Side effects of atropine include photophobia due to mydriasis and decreased near vision due to cycloplegia. 1 As a result, if atropine is used in both eyes, the patient needs photochromatic, progressive additional lenses. The ATOM study 78 reported no systemic side effects although possibilities include dry eye, dry mouth, dry throat, flushed skin, constipation and difficulty with micturition. In addition, there appears to be an initial increased rate of myopia progression following the cessation of atropine treatment in the ATOM study subjects (−1.14 ± 0.8 D in the atropine group vs −0.38 ± 0.39 D in the control group, p < 0.0001). 80 This “rebound” phenomenon is probably related to the strong cycloplegic effects of atropine. However, after 3 years of participation in the trial (with 2 years on atropine treatment), eyes randomized to atropine have less severe myopia than other eyes. Spherical equivalent was −4.29 ± 1.67 D in the atropine treated eyes compared with −5.22 ± 1.38 D in the placebo-treated eyes ( p < 0.0001).

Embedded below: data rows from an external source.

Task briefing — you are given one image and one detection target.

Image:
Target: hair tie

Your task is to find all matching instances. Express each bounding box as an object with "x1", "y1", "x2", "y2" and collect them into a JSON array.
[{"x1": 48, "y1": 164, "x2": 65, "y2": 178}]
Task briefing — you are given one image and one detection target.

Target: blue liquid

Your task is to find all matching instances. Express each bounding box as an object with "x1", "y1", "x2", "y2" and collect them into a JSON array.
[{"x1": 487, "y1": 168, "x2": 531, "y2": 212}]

Other issues to be addressed include determining the mechanism of action in retardation of myopia progression and possible long-term effects like ultraviolet light induced damage to lens and retina. The psychological effects of such a regimen on children need to be taken into consideration too. Finally, the optimal concentration and desired duration of drug application need to be established.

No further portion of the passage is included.